The commission found that more than 88 million U.S. adults have either no high school diploma, no college experience, or English-as-a-second-language needs. One-third of all high school students drop out, but many who do graduate lack basic skills and job readiness. Anna Habash, policy analyst at the Education Trust and author of this report, believes that policymakers need to understand that skills and knowledge matter more than ever now, "not just for young people but for their states' economies, and even for our national security" (Habash, 2008).

Community and technical colleges are poised to lead in adult education because their tuition tends to be relatively low, they have the capacity to quickly modify their curricula and they are able to accommodate the needs of the local communities in which they exist.

In response to the growing concern about workforce readiness, many community colleges have begun customizing their curricula to address training challenges. Hocking College, a two-year school in Ohio, received a $1.6-million federal grant to build an Energy Institute, which will create a working laboratory for students to explore and create fuel cells, hybrid vehicles and other alternative-energy technologies. North Carolina's Alamance Community College is training high-skilled machinists and has created an apprenticeship program with local businesses (Katz, 2008a).
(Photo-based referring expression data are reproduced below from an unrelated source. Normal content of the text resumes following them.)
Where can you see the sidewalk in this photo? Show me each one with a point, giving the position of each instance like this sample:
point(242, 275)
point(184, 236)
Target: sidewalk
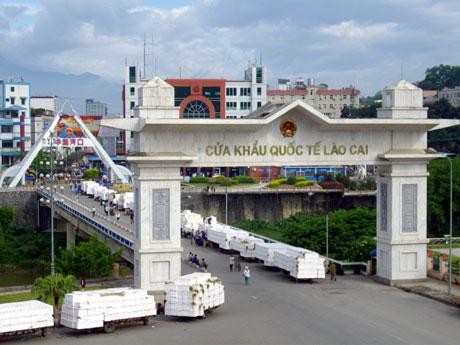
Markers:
point(435, 289)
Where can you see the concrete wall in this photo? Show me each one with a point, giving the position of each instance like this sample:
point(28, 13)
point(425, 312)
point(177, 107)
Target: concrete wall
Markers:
point(24, 202)
point(270, 207)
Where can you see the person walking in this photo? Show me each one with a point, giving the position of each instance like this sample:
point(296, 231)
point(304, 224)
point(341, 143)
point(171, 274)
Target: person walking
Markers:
point(333, 271)
point(246, 275)
point(231, 261)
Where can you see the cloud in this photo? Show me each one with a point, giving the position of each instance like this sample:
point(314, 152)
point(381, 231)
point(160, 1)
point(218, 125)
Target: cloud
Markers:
point(336, 43)
point(350, 29)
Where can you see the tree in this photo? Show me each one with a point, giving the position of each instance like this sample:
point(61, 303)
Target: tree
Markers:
point(441, 76)
point(54, 287)
point(89, 259)
point(38, 168)
point(438, 191)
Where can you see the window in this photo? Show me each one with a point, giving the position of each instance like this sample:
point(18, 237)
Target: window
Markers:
point(259, 75)
point(196, 109)
point(245, 91)
point(230, 106)
point(409, 208)
point(7, 129)
point(245, 105)
point(231, 91)
point(383, 206)
point(7, 143)
point(132, 74)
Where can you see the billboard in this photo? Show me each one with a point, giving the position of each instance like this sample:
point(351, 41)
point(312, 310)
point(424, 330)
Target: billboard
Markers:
point(69, 133)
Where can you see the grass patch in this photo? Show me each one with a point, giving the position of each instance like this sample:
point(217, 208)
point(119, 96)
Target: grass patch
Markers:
point(27, 296)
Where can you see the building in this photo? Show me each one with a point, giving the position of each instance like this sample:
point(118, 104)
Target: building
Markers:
point(14, 121)
point(96, 108)
point(202, 98)
point(49, 103)
point(40, 119)
point(329, 101)
point(452, 95)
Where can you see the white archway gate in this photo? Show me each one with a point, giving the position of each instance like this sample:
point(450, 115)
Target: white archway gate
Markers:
point(294, 134)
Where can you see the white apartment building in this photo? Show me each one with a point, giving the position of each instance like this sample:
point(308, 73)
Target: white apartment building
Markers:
point(451, 94)
point(244, 96)
point(329, 101)
point(14, 121)
point(239, 97)
point(49, 103)
point(96, 108)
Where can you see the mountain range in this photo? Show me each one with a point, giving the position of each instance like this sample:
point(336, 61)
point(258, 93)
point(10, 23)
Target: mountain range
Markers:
point(75, 88)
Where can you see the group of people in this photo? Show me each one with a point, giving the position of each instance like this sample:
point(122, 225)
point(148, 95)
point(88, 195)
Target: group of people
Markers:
point(199, 238)
point(194, 260)
point(235, 264)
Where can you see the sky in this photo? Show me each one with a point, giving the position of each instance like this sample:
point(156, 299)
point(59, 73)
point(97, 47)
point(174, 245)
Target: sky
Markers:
point(369, 44)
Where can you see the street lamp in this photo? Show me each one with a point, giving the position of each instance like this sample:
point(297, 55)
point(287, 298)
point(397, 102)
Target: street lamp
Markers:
point(449, 291)
point(226, 204)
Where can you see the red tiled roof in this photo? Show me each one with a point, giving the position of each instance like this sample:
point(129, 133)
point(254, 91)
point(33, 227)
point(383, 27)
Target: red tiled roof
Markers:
point(351, 92)
point(286, 92)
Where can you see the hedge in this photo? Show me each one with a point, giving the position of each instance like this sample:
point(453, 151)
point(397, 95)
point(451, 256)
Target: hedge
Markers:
point(244, 179)
point(304, 183)
point(199, 179)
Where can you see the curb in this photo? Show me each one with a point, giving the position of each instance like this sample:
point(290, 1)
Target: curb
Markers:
point(453, 301)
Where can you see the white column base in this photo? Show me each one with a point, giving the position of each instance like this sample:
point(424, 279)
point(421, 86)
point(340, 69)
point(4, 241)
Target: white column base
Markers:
point(153, 267)
point(398, 262)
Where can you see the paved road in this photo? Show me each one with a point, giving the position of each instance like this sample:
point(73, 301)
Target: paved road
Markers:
point(275, 310)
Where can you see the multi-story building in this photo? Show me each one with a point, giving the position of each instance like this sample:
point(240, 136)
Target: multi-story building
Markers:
point(203, 98)
point(329, 101)
point(96, 108)
point(14, 121)
point(48, 103)
point(451, 94)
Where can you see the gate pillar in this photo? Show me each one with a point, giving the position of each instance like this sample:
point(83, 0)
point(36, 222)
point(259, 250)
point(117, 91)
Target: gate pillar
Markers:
point(401, 222)
point(157, 247)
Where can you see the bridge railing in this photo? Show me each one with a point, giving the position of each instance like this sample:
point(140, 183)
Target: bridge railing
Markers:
point(123, 240)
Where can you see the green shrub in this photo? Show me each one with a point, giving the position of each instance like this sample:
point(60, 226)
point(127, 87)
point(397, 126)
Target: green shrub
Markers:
point(244, 179)
point(274, 184)
point(291, 180)
point(228, 182)
point(304, 183)
point(91, 174)
point(199, 179)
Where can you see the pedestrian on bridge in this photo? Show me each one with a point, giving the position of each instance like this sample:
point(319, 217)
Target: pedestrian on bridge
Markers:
point(246, 275)
point(333, 271)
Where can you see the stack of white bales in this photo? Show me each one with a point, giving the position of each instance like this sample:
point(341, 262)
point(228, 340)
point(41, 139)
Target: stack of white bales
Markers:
point(127, 200)
point(191, 295)
point(89, 309)
point(301, 263)
point(245, 245)
point(27, 315)
point(266, 251)
point(223, 234)
point(190, 221)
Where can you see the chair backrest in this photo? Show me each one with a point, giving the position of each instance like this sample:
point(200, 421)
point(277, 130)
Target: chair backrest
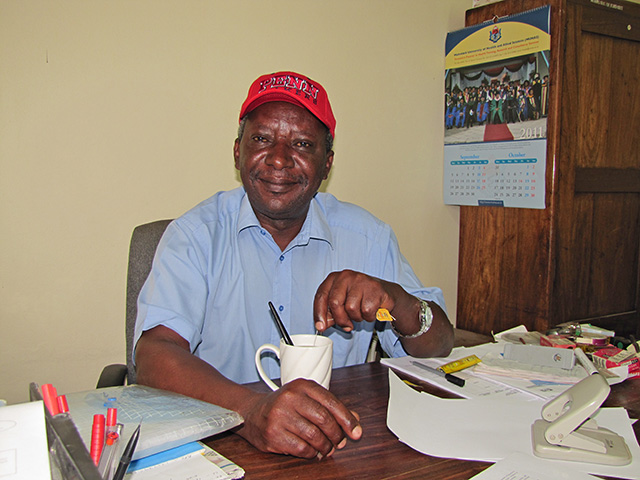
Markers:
point(144, 241)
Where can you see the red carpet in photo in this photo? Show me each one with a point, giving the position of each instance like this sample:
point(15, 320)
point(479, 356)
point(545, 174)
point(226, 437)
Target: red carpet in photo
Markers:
point(497, 133)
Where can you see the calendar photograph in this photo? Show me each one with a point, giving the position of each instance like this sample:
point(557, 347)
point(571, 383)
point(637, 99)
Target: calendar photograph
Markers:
point(496, 103)
point(500, 101)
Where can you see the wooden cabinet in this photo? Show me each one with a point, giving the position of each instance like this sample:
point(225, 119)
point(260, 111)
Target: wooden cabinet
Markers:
point(577, 259)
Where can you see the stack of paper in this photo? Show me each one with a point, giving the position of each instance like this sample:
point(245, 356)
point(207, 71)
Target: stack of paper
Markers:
point(168, 419)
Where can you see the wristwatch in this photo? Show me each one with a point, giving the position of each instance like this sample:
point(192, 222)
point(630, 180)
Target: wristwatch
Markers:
point(426, 319)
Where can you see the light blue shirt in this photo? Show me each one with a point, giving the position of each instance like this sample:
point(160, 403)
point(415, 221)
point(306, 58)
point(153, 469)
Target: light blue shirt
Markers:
point(216, 269)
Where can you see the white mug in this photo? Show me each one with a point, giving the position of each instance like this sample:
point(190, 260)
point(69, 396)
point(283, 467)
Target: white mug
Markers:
point(310, 357)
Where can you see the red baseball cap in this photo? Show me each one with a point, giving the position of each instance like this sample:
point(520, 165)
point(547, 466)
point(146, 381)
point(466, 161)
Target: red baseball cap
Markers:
point(293, 88)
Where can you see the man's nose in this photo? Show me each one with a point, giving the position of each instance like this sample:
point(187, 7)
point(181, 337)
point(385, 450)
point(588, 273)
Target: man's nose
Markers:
point(280, 156)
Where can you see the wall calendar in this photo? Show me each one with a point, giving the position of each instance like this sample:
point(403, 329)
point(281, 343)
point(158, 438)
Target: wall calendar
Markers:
point(496, 107)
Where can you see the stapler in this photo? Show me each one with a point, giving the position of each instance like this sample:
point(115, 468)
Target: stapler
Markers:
point(566, 431)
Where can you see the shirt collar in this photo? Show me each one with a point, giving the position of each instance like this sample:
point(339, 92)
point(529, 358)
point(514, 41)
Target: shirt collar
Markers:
point(315, 226)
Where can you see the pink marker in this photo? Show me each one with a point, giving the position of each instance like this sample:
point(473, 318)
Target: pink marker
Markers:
point(63, 406)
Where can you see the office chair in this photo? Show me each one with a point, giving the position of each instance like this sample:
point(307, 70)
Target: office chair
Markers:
point(144, 241)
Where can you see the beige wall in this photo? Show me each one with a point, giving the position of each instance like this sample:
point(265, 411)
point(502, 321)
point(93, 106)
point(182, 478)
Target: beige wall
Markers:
point(115, 113)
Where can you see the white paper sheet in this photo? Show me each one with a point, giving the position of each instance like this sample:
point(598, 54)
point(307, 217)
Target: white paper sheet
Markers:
point(24, 453)
point(526, 467)
point(487, 429)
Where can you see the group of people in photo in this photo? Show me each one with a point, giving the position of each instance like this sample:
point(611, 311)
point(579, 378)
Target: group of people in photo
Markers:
point(498, 101)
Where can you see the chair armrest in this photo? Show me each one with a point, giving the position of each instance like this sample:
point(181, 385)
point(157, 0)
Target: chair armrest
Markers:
point(112, 376)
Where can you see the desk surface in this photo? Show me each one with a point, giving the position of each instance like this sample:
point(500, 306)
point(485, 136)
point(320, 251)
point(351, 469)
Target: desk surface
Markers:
point(378, 454)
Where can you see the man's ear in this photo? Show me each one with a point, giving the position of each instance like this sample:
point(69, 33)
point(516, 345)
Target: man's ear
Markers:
point(236, 153)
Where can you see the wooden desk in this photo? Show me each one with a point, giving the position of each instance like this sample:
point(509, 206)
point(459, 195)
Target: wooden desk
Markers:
point(378, 454)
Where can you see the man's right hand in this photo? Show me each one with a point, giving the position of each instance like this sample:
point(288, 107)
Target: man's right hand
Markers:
point(302, 418)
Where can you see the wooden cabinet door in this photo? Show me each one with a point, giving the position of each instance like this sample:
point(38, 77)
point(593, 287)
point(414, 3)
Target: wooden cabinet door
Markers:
point(578, 259)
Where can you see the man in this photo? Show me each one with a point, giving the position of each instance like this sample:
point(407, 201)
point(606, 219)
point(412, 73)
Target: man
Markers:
point(325, 264)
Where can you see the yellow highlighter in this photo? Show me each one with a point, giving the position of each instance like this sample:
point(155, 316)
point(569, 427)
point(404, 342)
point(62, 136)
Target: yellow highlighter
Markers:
point(383, 315)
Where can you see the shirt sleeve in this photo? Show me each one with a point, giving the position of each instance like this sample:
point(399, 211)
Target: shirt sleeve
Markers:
point(174, 295)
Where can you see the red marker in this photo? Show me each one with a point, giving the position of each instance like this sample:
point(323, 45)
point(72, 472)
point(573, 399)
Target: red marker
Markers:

And many companies are taking the lead to actively help employees sharpen their skills and learn new ones. Cargill Meat Solutions teamed with Morgan Community College in Ft. Morgan, CO, to provide instruction in English as a second language, GED preparation and citizenship for its largely Hispanic workforce. When the program began, Hispanics made up 85% of the workers and had an average of a sixth-grade education. The program helped expand the pool of potential supervisors, with Hispanics now making up 45% of supervisors compared with 5% when the program started in 1993. This has led to greater employee engagement (Katz, 2008b).

The National Commission on Adult Literacy has issued challenges to business leaders and to the nonprofit sector to invest in the nation's workforce. It has called upon Congress to create an adult education and workforce skills system with the capacity to effectively service 20 million adults per year by 2020, and it recommends that states make postsecondary and workforce readiness a new goal for adult education.

Various experts argue that, even in difficult times (and some would say especially in difficult times), it's incumbent on the public and private sectors to invest in education, literacy and workforce skills. Such investments will likely strengthen the cornerstones of tomorrow's economy.

Documents used in the preparation of this TrendWatcher include the following:
  • American Council on Education. (2008, October 9). Generational gains in postsecondary education appear to have stalled, new ACE report finds.
  • Blankinship, D. G. (2008, October 7). Community college enrollment up across Washington. Bellingham Herald. Retrieved from bellinghamherald.com
  • The community college enrollment boom. (2008, August 8). Retrieved from insidehighered.com
  • Dresang, J. (2008, February 18). Technical colleges gain as economy suffers: Enrollment has become an employment yardstick. McClatchy - Tribune Business News. Retrieved from proquest.umi.com
  • Habash, A. (2008, October 23). Counting on education: An agenda for state leadership for the improvement of high school graduation rates. The Education Trust.
  • Katz, J. (2008a, June). Searching for talent in your own backyard. Industry Week, 14-16.
  • Katz, J. (2008b, August). Talent incubators. Industry Week, 14-16.
  • Labor Department, Bureau of Labor Statistics. The employment situation: November 2008. Retrieved from http://www.bls.gov/news.release/empsit.nr0.htm
  • Linebaugh, K. (2008, October 13). Idle workers busy at Toyota. Wall Street Journal, pp. B1-3.
  • Measure for measure: Frank talk about metrics. (2008, May). HR Magazine, 10.
  • Reach higher America: Oncoming crisis in the U.S. workforce. (2008, June). Report of the National Commission on Adult Literacy.